Marisa da Silva, consultora de carreira da Career Center, empresa especializada
em Gestão Estratégica em RH e Carreira, acredita que a oferta
ainda está diretamente ligada a questões culturais. "Nossos
estudantes têm uma forte tendência a seguir a área de Humanas
e são seduzidos pelas carreiras midiáticas como publicidade e
propaganda, jornalismo, mídias digitais ou artes cênicas, mas a
maior carência do Brasil ainda está na área de exatas."

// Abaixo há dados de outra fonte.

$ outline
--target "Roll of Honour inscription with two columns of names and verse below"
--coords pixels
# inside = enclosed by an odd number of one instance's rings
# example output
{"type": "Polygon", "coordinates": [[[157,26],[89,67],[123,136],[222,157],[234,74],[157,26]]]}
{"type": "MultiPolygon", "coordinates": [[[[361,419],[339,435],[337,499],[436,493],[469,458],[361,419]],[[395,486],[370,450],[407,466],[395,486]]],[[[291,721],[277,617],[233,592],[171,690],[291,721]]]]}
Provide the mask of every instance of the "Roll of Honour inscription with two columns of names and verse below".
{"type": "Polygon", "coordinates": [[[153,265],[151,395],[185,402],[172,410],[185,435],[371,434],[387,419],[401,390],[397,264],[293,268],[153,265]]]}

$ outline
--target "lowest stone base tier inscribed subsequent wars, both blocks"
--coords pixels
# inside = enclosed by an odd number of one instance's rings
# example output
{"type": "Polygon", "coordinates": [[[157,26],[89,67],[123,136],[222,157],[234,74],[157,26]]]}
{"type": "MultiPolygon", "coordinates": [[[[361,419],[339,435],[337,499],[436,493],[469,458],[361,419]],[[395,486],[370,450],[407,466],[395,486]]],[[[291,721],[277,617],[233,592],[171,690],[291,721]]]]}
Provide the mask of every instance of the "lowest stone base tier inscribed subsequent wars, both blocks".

A executiva defende uma nova formação profissional no país,
que seja capaz de evitar o desperdício de recursos financeiros na educação
e de tempo na construção de uma mão de obra cada vez mais
qualificada. "O que mais acontece hoje é o jovem se encantar com
as profissões relacionadas à mídia, com carreiras glamourosas
e depois perceber que a profissão que escolheu não é nada
daquilo que ele imaginava. E vem a frustração e o retrato de um
profissional infeliz", define.
Para Carlos Monteiro, também cabe às instituições
de ensino agirem para mudar esse cenário. "O futuro não é
loteria. As decisões sobre o futuro devem ser tomadas no presente e as
instituições precisam definir seus portfólios hoje para
projetarem o futuro. Os cursos de ensino a distância, por exemplo, vão
crescer muito mais e precisam ser vistos e aceitos como uma modalidade estratégica
de ensino. Trata-se de uma questão de tendência mundial pela escolha
de um modelo híbrido de educação."
Exemplo de carreira hereditária, mas que cada vez possui mais demanda
de profissionais, a engenharia cresce bastante, tanto no modelo tradicional
de graduação presencial como nos de cursos superiores de tecnologia,
de curta duração. Os diversos ramos da área, como engenharia
de produção, agrícola, eletrônica, mecânica,
civil, elétrica ou nuclear, aparecem todo ano na lista dos cursos mais
procurados pelos vestibulandos em todas as regiões do Brasil. No Sul
e no Sudeste, por exemplo, a engenharia tem sido sempre a primeira colocada
entre os cursos mais tradicionais.
Do outro lado da moeda estão cursos como normal superior, formação
de professor, letras, matemática e turismo, que têm registrado
uma curva descendente ano a ano no número de alunos ingressantes, e com
percentuais muito significativos, que podem indicar não ser um bom caminho
para as projeções futuras das instituições de ensino
superior. Apesar disso, muitas podem continar a manter essas graduações
por uma questão de decisão estratégica, como o perfil da
instituição, ou para ajudar no esfoço pela ampliação
e melhora da formação de professores.
O quadro geral parece estar na adoção de um novo modelo educacional
de ensino superior, muito mais flexível e facilmente adaptável
às demandas de uma nova sociedade e de um novo mercado de trabalho.